Perder a alguien joven: adaptabilidad en crisis
Perder a alguien joven es inesperado y desorientador. Cuando Candice Herron necesitó planificar el funeral de su suegra a los 63 años, no esperaba que el proceso fuera manejable, mucho menos que terminara ganando amigos en el camino. En Haskell, Christina, Tara y todo el equipo no solo facilitaron los arreglos funerarios —hicieron que una crisis se sintiera menos sola.
"Christina made the process much easier than I ever expected it could be.
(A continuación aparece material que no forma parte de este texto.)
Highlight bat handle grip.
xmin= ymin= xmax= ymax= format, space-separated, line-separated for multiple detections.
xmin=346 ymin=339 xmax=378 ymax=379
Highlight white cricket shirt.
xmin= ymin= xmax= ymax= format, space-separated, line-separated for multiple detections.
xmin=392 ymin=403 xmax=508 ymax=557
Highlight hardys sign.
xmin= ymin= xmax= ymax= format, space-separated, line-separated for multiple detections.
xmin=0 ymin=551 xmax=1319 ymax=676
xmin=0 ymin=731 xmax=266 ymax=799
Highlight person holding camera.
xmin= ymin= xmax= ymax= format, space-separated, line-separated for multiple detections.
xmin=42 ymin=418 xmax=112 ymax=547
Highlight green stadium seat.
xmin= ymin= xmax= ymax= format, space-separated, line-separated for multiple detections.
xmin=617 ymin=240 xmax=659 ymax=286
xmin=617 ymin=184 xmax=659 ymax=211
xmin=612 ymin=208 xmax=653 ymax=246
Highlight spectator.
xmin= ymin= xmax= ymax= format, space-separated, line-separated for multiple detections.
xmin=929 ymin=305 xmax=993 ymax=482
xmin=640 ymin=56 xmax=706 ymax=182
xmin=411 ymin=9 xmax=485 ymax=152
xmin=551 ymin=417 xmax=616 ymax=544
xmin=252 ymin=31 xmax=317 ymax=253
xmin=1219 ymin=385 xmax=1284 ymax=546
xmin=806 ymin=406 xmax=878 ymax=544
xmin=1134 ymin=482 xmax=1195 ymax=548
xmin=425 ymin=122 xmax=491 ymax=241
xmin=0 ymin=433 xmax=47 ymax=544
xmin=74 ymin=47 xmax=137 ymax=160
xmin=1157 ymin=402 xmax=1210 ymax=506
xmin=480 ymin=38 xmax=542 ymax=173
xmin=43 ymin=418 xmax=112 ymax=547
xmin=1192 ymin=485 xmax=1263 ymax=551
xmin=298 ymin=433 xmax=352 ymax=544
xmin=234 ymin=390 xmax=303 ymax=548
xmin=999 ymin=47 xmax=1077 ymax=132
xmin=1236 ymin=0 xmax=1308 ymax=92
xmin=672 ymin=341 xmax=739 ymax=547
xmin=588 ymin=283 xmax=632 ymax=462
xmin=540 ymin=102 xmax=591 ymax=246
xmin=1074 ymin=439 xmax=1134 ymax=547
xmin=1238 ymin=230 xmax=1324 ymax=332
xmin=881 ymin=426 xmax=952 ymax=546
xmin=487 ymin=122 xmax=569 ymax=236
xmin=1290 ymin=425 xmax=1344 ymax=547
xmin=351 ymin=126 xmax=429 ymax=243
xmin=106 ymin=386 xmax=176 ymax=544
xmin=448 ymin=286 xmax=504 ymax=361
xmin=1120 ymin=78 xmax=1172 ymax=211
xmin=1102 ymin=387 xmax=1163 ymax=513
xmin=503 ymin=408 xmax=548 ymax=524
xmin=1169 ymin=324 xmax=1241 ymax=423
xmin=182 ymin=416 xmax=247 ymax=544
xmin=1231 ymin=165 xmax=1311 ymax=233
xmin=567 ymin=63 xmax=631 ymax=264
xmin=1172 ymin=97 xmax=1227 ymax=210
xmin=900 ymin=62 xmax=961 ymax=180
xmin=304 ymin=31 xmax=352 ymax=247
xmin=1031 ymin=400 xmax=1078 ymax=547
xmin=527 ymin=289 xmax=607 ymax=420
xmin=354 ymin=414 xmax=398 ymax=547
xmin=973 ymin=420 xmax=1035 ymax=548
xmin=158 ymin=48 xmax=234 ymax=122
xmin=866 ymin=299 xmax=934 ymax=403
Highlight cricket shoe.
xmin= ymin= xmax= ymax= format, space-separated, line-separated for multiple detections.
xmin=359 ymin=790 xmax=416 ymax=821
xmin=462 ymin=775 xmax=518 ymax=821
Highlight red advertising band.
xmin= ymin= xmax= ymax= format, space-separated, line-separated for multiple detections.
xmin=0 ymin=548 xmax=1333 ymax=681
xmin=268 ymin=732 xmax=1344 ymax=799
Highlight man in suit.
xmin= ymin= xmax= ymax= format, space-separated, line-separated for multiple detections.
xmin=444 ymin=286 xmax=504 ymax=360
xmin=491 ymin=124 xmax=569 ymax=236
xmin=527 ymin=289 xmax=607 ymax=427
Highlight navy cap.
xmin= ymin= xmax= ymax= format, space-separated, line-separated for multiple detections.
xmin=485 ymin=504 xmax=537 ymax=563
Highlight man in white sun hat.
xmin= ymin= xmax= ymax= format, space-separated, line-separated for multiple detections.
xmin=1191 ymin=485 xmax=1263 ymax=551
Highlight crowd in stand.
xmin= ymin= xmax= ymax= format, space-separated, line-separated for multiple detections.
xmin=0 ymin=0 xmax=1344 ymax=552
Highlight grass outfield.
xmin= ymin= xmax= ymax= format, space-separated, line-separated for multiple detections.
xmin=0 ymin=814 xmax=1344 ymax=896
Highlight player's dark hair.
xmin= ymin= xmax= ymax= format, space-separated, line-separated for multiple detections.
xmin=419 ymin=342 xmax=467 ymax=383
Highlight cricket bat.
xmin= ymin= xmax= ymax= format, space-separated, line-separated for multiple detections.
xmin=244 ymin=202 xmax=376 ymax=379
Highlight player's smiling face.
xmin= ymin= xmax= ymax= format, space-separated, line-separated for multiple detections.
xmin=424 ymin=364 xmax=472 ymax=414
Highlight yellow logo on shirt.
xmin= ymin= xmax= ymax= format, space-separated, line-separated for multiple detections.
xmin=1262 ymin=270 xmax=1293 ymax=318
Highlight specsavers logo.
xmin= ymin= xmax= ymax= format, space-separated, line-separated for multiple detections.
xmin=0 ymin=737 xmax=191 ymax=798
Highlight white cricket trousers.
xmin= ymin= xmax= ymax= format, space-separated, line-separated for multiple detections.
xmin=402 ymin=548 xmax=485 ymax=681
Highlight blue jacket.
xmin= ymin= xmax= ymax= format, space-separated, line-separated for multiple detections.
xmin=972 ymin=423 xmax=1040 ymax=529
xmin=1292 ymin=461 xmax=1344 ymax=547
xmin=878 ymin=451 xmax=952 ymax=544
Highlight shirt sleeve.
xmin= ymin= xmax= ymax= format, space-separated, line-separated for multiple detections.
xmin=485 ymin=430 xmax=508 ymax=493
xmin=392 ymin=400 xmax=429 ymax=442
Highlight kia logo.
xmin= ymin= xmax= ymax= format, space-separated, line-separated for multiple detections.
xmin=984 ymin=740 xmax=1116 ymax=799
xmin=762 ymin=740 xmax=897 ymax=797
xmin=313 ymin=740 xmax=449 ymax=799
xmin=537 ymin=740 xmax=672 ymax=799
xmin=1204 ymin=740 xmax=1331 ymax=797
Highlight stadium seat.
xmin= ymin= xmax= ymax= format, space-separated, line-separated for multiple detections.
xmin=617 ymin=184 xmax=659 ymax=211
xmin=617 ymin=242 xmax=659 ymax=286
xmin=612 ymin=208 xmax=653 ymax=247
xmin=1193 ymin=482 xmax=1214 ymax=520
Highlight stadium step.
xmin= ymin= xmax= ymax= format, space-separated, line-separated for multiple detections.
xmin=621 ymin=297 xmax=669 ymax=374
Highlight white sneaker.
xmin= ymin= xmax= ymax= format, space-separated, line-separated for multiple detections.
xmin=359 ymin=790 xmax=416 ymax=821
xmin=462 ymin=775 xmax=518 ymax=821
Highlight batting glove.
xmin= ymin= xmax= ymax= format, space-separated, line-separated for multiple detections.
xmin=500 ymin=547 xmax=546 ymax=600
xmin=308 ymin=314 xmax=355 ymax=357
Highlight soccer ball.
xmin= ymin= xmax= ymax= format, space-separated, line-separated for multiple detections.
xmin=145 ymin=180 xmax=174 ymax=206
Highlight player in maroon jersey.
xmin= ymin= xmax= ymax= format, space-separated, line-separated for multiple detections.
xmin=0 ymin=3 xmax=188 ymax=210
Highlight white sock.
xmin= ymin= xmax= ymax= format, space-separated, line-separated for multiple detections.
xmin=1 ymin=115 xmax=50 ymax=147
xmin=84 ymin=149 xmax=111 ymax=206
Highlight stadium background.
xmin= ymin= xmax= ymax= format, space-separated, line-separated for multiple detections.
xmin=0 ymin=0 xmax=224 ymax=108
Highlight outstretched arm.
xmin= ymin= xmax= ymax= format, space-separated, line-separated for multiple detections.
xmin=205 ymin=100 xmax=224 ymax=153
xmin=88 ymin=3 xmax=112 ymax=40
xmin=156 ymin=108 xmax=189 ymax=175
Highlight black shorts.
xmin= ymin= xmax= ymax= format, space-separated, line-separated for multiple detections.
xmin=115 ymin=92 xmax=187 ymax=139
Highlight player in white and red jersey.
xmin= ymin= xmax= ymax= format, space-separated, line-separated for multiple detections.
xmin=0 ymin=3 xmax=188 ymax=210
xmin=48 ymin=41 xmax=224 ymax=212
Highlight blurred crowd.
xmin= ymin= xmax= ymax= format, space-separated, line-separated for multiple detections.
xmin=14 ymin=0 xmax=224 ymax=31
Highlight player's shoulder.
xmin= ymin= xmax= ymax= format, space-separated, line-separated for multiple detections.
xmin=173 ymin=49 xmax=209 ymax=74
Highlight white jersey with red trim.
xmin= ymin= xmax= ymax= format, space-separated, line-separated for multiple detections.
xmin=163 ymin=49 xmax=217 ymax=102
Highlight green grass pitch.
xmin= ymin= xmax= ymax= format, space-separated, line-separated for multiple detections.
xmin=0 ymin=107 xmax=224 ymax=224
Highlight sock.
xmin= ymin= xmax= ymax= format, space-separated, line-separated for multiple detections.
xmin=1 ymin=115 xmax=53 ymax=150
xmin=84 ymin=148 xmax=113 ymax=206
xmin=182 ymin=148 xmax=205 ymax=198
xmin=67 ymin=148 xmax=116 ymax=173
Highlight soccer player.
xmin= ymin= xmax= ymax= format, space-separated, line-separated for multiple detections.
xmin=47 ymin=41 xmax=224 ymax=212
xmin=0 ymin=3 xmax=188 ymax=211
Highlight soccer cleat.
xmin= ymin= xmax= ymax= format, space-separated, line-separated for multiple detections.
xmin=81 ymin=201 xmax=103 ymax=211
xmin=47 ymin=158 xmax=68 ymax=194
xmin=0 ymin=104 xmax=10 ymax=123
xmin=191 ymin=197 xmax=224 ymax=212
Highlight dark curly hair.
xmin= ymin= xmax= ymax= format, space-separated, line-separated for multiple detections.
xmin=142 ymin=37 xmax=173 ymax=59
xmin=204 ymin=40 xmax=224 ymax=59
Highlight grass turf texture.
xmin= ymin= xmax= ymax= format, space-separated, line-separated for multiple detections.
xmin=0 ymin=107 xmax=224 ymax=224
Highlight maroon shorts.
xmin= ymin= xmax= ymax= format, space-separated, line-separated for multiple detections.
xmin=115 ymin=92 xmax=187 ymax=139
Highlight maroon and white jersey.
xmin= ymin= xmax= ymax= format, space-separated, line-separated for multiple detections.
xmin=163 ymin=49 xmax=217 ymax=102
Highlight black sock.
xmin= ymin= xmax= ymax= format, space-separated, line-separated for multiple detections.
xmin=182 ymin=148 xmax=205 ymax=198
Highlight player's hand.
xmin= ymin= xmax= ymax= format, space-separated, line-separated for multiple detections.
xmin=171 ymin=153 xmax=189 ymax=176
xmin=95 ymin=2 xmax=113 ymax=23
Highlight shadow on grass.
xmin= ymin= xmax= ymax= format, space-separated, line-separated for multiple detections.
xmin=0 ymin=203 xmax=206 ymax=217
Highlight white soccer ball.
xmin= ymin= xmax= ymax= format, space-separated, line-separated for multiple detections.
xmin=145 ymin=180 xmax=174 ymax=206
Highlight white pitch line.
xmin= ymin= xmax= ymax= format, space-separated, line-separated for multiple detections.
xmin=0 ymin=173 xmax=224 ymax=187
They obviously care about the people they work with and for and go out of their way to make those end of life decisions workout even with last minute requests... I have lost a family member but gained friends in the process!!!" — Candice Herron, sobre Haskell Funeral Home
Lo sorprendente para Candice fue que el equipo se adaptó a peticiones de último minuto sin que se sintiera como un favor especial. Christina en particular hizo que arreglos funerarios, un proceso que Candice imaginaba complicado y frío, fuera manejable y cálido. El equipo demostró que se preocupaban genuinamente —por la familia fallecida, por los vivos que quedaban, y por hacer que las decisiones difíciles fueran posibles en una situación inesperada.
Es raro que alguien diga que "ganó amigos" al perder a un miembro de la familia. Pero cuando una funeraria se comporta como gente que entiende el peso de lo que haces, no como un negocio transaccional, eso es lo que queda. Explica cambios de último minuto al iniciar los arreglos. Una buena funeraria dirá qué es flexible y qué no, sin hacer que sientas que pides demasiado.